Gorsuch agrees, too, calling Chevron in the August opinion “an elephant in the room” that permits “executive bureaucracies to swallow huge amounts of core judicial and legislative power and concentrate federal power in a way that seems more than a little difficult to square with the Constitution of the framers’ design.”

“Maybe the time has come to face the behemoth,” Gorsuch added.

Reproductive rights

President Donald Trump promised during the campaign to put justices he considers “pro-life” on the court, and Gorsuch’s record on women’s reproductive rights has already drawn criticism from the top ranking Democrat on the Judiciary Committee, Sen. Dianne Feinstein of California.

In what is his best-known case, Gorsuch wrote a concurring opinion in the 10th Circuit opinion that backed the retail chain Hobby Lobby over the  mandate in Obama’s 2010 health care law to provide contraceptive coverage for employees. He later backed a group of nuns in a case over the contraception mandate for nonprofits.

Gorsuch wrote a dissent that cut against Planned Parenthood as Utah tried to defund the women’s health organization last year. He also wrote a book about assisted suicide that legal watchers point to as a sign of his thinking on Roe v. Wade, the landmark 1973 decision legalizing abortion nationwide.

The rulings “suggest he would strike at the core of Roe,” Andrea Miller, the president of the National Institute for Reproductive Health, said in a statement. “We are deeply concerned that Trump’s appointment of Neil Gorsuch for U.S. Supreme Court is an extension of the Trump administration’s attacks on women’s rights.”

Feinstein, in a statement last Tuesday, also said she was “deeply concerned.” She pointed out that Trump said in a campaign debate that overturning Roe v. Wade would, as he put it, “happen automatically, in my opinion, because I am putting pro-life justices on the court.”

“Then tonight, President Trump declared, ‘I am a man of my word.’ That’s exactly what I’m afraid of,” Feinstein said. “Judge Gorsuch voted twice to deny contraceptive coverage to women, elevating a corporation’s religious beliefs over women’s health care.”

Religious liberty, other issues

The Trump administration will tout Gorsuch’s rulings in favor of religious liberty, citing the Hobby Lobby case. His supporters will also point to two of his rulings on prison inmates and religion.

In one, Gorsuch ruled in favor of a Native American inmate who wanted to have access to a sweat lodge for religious reasons. And in another case, Gorsuch sided with a Muslim inmate who wanted halal food to properly celebrate holidays.

There are some contentious areas of the law, such as the Second Amendment right to possess firearms, where Gorsuch doesn’t have much of a history that also could become a focus of a confirmation fight.

“While there is no paper trail of where Judge Gorsuch stands on guns, his selection by the NRA-backed Trump/Bannon White House certainly gives us a hint,” Josh Horwitz, executive director of the Coalition to Stop Gun Violence, said in a statement. “If Gorsuch shares the NRA’s toxic ideology, he is already at odds with the overwhelming majority of Americans.”

Another unexplored area is campaign finance law. “The most important question President Trump’s nominee will face is where he will stand on the special interest politics that has stricken the Court,” Democratic Sen.
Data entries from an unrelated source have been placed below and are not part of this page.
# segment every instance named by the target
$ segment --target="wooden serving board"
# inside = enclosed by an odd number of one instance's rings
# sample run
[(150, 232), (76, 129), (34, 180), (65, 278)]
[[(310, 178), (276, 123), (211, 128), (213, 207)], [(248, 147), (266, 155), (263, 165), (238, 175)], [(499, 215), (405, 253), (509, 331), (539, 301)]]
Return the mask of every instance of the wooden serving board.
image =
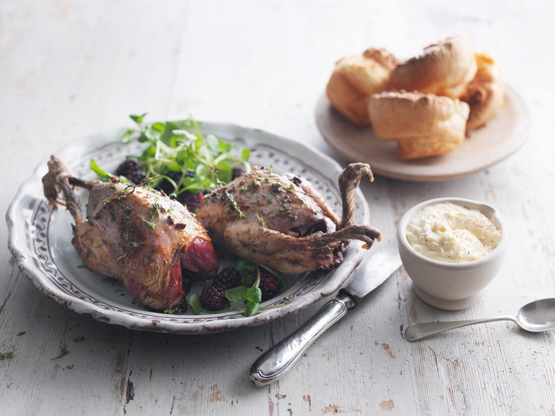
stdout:
[(507, 86), (505, 105), (483, 127), (468, 132), (458, 148), (440, 156), (401, 159), (395, 141), (382, 141), (371, 127), (355, 125), (334, 109), (326, 94), (316, 106), (316, 121), (326, 141), (350, 162), (370, 163), (377, 174), (417, 182), (447, 181), (483, 171), (508, 157), (526, 141), (530, 114), (522, 99)]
Sheldon Whitehouse of Rhode Island said in a statement.

Demos, a liberal advocacy group, said Gorsuch’s record on money in politics is sparse but “raises significant concerns.”

“In his only opinion directly addressing money in politics, Judge Gorsuch expressed openness to providing a higher level of constitutional protection to a donor’s right to make political contributions than the court currently affords the right to vote,” the group wrote.